Introduction:Minimally invasive capsulorhexis is an incision in the anterior capsule in the peripheral zone for cataract extraction. It allows reduction of the size of the lesion, ensuring a better transparency of the visual axis, preserving the capsule almost intact and a layer of lenticular epithelial cells. The procedure could have a potential regenerative effect of the lens in a natural way. The objective of this study is to assess the efficacy and safety of minimally invasive capsulorhexis to promote lens regeneration in children's cataracts.Methods:This technology was identified by the early Awareness and Alert System, “SINTESIS-new technologies” of Agencia de Evaluación de Tecnologías Sanitarias (AETS) Instituto de Salud Carlos III (ISCIII). An early assessment was conducted. The searched databases were: PubMed, Centre for Reviews and Dissemination (CRD), and Cochrane Library. Clinical studies using the procedure published in any language until 29 September 2017 were reviewed.Results:An open-label, randomized trial in pediatric cataract patients (age: 0–2 years) was retrieved. Twelve patients underwent minimally invasive capsulorhexis, while twenty-five patients received the standard treatment. Regarding efficacy, a transparent regenerated biconvex lens was found in 100 percent of eyes three months after surgery, but wasn't found in the control group. 100 percent of capsular openings healed within one month after surgery in the experimental group, but not in the control group.

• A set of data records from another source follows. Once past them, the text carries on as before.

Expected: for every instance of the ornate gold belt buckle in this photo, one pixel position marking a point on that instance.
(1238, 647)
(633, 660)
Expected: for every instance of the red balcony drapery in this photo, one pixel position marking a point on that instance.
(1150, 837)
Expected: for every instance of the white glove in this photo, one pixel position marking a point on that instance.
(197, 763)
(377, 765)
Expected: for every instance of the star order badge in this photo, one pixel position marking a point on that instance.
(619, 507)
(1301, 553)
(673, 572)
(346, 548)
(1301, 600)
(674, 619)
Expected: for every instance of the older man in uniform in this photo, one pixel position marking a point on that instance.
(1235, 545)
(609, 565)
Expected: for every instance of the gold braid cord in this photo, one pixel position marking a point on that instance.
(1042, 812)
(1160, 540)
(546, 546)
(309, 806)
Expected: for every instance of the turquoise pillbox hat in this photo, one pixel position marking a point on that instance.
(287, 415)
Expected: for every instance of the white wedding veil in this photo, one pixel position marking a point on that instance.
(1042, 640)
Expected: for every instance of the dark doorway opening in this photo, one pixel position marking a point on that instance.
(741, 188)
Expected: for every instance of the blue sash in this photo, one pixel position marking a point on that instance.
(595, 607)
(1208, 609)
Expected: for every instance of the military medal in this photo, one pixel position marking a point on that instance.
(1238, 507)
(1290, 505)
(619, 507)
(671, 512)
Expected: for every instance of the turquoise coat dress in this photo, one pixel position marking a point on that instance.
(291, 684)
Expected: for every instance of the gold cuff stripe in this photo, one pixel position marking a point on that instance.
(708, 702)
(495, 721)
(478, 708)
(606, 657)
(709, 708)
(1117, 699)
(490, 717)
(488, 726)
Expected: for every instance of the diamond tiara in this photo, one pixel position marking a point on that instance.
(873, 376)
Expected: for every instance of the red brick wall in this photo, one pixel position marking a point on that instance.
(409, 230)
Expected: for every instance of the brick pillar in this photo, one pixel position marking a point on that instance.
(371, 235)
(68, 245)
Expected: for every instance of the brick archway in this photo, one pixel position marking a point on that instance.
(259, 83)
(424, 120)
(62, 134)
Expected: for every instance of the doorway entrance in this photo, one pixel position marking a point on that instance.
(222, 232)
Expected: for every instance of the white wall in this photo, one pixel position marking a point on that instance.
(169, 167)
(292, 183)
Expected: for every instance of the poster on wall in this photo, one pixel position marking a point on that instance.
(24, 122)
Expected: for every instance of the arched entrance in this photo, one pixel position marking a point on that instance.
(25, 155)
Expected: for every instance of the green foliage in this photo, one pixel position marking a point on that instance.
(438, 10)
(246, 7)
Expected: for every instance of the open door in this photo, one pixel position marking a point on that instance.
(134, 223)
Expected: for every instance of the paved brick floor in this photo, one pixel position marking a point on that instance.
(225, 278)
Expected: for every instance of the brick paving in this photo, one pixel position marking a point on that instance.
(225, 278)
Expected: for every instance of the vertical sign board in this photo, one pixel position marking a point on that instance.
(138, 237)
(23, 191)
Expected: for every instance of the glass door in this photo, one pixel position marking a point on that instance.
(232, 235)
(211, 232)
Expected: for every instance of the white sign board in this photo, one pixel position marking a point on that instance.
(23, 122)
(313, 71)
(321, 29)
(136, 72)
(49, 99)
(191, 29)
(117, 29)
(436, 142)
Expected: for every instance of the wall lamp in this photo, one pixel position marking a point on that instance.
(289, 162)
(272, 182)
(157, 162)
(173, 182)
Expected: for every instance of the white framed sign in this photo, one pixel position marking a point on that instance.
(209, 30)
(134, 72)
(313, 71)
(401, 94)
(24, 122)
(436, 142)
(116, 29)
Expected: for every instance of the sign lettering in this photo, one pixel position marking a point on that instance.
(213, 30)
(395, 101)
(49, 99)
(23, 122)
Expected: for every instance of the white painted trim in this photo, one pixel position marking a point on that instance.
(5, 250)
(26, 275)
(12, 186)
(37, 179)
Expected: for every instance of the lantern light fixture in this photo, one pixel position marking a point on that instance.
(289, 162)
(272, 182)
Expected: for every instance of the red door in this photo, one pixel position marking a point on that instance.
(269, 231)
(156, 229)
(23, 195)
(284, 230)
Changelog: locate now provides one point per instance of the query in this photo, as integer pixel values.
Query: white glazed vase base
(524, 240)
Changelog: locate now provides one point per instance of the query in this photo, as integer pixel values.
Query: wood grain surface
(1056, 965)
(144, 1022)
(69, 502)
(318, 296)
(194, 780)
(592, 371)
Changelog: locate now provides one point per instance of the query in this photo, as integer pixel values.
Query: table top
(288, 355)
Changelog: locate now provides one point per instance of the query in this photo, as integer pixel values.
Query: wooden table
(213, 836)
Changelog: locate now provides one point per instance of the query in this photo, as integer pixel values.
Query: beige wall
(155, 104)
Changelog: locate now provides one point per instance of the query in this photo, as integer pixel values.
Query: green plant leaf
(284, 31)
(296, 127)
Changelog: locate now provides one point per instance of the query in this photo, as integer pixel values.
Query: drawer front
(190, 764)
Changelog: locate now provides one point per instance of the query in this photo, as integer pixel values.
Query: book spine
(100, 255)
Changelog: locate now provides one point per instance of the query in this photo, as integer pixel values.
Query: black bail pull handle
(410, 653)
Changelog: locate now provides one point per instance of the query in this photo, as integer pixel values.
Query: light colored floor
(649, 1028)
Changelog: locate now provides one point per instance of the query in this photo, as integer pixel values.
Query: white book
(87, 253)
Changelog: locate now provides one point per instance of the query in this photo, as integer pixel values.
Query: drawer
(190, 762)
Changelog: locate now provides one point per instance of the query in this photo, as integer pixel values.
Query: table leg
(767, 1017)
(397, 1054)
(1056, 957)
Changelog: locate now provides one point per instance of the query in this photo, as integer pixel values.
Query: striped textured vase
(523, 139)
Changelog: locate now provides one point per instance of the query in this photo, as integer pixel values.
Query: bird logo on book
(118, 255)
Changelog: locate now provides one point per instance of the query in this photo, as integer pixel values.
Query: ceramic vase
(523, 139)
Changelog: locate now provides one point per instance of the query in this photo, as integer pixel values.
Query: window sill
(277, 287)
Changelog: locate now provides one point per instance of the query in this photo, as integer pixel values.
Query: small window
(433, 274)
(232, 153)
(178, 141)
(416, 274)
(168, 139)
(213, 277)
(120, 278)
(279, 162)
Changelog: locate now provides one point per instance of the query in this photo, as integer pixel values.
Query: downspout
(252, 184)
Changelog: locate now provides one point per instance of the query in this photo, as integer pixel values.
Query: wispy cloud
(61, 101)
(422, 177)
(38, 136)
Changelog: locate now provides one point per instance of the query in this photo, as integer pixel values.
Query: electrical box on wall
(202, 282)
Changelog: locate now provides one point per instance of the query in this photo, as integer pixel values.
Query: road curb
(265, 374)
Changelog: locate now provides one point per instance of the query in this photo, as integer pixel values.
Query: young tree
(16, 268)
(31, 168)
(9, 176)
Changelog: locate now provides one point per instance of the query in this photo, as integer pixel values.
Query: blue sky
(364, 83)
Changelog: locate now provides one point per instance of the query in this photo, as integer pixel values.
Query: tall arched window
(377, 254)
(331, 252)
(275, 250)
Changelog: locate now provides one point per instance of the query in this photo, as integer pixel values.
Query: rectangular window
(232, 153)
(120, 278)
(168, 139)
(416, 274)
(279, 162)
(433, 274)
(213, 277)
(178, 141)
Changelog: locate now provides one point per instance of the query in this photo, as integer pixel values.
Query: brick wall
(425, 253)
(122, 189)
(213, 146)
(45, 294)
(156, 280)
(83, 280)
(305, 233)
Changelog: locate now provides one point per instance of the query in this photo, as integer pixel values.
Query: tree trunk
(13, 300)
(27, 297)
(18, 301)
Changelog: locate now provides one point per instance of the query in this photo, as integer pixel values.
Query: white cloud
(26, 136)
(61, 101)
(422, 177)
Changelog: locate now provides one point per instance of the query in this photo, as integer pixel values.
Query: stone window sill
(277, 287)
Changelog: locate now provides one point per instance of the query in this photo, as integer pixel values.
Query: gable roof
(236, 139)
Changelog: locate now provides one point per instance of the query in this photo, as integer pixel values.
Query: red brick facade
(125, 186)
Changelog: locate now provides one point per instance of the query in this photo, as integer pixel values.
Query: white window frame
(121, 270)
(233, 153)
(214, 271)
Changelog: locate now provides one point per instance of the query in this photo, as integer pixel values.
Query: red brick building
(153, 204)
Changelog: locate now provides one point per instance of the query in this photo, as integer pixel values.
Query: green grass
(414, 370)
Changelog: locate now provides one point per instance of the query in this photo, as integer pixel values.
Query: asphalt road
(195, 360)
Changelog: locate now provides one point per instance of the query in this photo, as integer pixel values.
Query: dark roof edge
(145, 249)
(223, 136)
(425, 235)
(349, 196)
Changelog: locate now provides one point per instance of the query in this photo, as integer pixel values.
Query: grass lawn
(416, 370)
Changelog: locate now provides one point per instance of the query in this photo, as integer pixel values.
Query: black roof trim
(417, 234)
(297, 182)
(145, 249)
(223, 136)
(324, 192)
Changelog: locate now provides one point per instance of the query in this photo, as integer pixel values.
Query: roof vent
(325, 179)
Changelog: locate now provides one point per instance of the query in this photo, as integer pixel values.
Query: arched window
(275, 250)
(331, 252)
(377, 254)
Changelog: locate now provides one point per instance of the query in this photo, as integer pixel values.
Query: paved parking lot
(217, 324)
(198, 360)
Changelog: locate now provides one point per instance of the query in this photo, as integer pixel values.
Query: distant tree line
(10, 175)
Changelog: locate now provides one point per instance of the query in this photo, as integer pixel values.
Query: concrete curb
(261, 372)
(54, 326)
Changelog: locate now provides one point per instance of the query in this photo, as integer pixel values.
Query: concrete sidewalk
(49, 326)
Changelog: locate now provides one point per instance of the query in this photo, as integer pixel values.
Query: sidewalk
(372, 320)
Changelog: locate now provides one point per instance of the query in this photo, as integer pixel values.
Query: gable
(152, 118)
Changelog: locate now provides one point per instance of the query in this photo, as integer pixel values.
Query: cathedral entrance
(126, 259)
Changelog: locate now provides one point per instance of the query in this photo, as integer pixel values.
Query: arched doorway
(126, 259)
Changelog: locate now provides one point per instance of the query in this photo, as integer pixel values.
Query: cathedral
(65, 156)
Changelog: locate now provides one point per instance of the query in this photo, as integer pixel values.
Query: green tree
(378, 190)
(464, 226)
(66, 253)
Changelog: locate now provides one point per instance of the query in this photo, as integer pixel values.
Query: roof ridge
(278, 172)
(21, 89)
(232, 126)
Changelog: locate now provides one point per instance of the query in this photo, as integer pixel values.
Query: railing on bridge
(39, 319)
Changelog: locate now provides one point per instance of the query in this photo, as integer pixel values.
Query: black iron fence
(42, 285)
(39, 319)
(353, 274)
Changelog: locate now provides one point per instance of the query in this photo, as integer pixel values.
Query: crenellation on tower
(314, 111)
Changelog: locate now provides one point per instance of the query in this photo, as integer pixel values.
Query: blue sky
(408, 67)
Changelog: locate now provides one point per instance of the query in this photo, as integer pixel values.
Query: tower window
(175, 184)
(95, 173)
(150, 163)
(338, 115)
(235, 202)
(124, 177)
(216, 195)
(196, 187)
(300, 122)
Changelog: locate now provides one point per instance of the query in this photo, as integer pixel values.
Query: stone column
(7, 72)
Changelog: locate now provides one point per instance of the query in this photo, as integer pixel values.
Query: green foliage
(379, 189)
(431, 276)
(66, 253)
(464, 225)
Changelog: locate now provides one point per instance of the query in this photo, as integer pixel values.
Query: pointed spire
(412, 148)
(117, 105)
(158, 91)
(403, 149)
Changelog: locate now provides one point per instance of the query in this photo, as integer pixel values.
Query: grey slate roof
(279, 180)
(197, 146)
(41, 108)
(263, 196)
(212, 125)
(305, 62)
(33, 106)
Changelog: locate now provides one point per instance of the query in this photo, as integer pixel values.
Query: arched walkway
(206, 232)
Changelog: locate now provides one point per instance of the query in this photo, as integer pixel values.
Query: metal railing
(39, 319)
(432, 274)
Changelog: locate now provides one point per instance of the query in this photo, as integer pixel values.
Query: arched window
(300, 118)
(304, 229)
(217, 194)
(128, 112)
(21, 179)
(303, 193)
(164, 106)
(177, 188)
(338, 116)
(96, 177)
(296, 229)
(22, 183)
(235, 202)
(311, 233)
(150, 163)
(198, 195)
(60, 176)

Both groups increased their visual acuity parameters without significant differences. Regarding safety, children receiving the standard technique had a higher incidence of corneal edema (eight percent in the intervention vs thirty percent in the control group), anterior chamber inflammation (seventeen percent vs seventy-four percent), additional laser capsulotomy (zero percent vs eighty-four percent) and increased visual axis opacification (four percent vs eighty-four percent).Conclusions:Minimally invasive capsulorhexis in children's cataracts seems to be a promising new procedure. Preliminary efficacy results were good and safety profile was better than standard treatment. However, it would be necessary to continue further studies to confirm these results.